Sicuramente, alla base ci può essere una gelosia patologica che contiene in sé il germe dell’insicurezza, del sospetto infondato, della possessività assoluta dell’altro. La gelosia deriva dalla rabbia, che raggiunge un’intensità tale che il comportamento diventa fuori controllo, la rabbia può portare a ruminazione costante, a cui può seguire il piacere della vendetta, dove il fine consapevole è la punizione. La gelosia patologica rovina la vita sia di chi la vive in prima persona, sia di chi la subisce e si parla di patologia proprio perché necessita di un percorso psicoterapeutico per risolversi.
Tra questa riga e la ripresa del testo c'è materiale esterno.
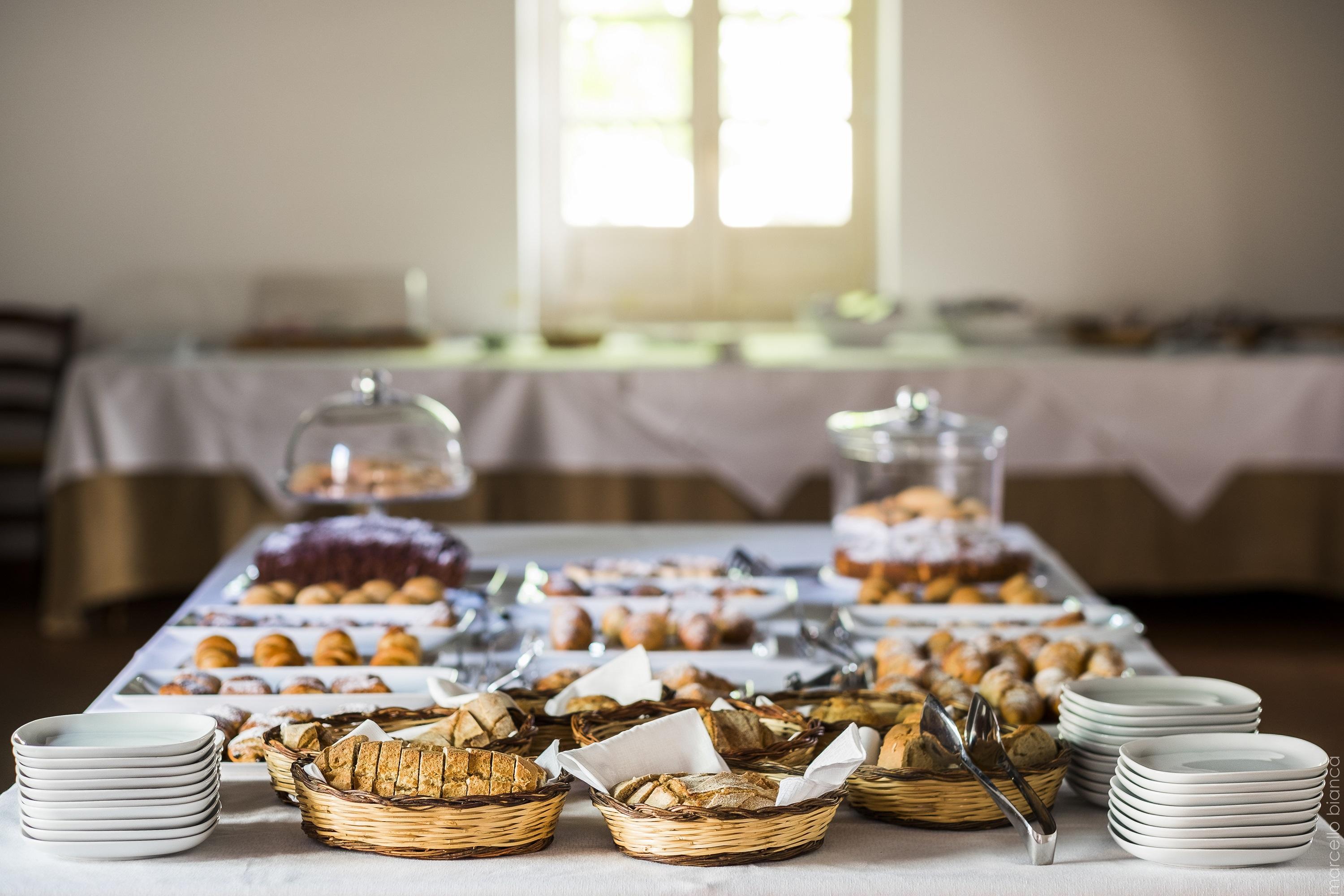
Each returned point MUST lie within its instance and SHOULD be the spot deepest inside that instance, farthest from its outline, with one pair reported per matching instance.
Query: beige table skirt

L’amore può far star molto male, quando si chiude una relazione d’amore si vive un tempo di lutto e di grande dolore, ma l’amore non può mai portare a fare male. Non è proprio possibile, sarebbe una contraddizione in termini, un ossimoro. Non ci deve essere proprio il rischio dell’equivoco se non vogliamo che ci siano altre vittime come Giulia.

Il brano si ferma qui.